I had a really dorky moment a few years back in grad school, when I got a CrockPot and some of my classmates had also recently aquired slow cookers, and we were all geeking out a bit. How great it was you could leave it on all day and come home to a hot meal after studio, how great beans and soups and stews were in them, etc. etc. Probably every generation goes through that moment where slow cookers suddenly change from that sad cooking utensil from your parent's college years to this somewhat miraculous thing that enables you eat cooked meals like a real grown up.
Probably I wrote a few blog posts about how great they are, too.
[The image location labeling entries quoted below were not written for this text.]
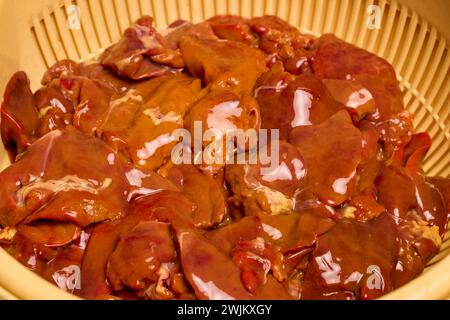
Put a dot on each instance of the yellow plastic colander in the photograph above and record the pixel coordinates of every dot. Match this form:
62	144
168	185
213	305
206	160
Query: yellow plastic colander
414	36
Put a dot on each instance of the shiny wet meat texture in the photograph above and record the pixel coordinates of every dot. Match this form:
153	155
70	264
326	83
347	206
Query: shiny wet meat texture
123	173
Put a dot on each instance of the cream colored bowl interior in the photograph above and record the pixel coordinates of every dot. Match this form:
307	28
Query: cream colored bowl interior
414	37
Pressure cookers, on the other hand, are like discovering a never-ending stash of cocaine, or a portal to Restaurant With Linens planet. It is difficult to quantify my level of nerdines over pressure cooking, but let's just say that my introduction to pressure cookers ranks right up there with my time in Mexico and Kraft Mac'n'Cheese in the milestones of my culinary development.
Sunday night, I made steak carnita soup. Basically you pan fry a bunch of beef stew meat to brown it, and then dump it in the cooker with an onion, a lot of diced chili peppers, garlic, cumin and ground corriander, and a cup and a half of stock. 40 minutes later, the soup is done and its phenomenal. Meat falling off the bone. The soup flooded with rich beef flavor. The chilis lose most of their sharpness in the heat and pressure so you are left with the flavor and a deep, quiet heat. Especially with some fresh avocado and cilantro tossed in.
Saori invited an old classmate of hers from the language course to join us, Kenji. He told her that he was running late because he wanted to wear his "flashy" shoes. I thought they were slippers first becuse they had giant stuffed gorillas inegrated into them. Actually, they are Adidas shoes, basketball shoes designed by Jeremy Scott who has done a really bizzare line of shoes. Seriously, check it out.
Anyway, Kenji enjoyed the soup and we chatted for a long time. He is apparently very lonely and bored. We actually gave him the last of the soup to take home with him since he lives alone.
Monday, after work, I made BBQ pulled pork. It takes about an hour and a half. Saori had picked up a kilo of pork butt from the grocery store and I browned the surface in oil before sauteeing onions and garlic in the same pan. Meat goes back in, along with a cup of water and a cup of BBQ sauce. Lid, lock, and kick back for an hour. Out comes chunks of BBQ flavored meat so tender you merely touch it to shred it. Mix the BBQ soup in the pot with more BBQ sauce and its fantastic.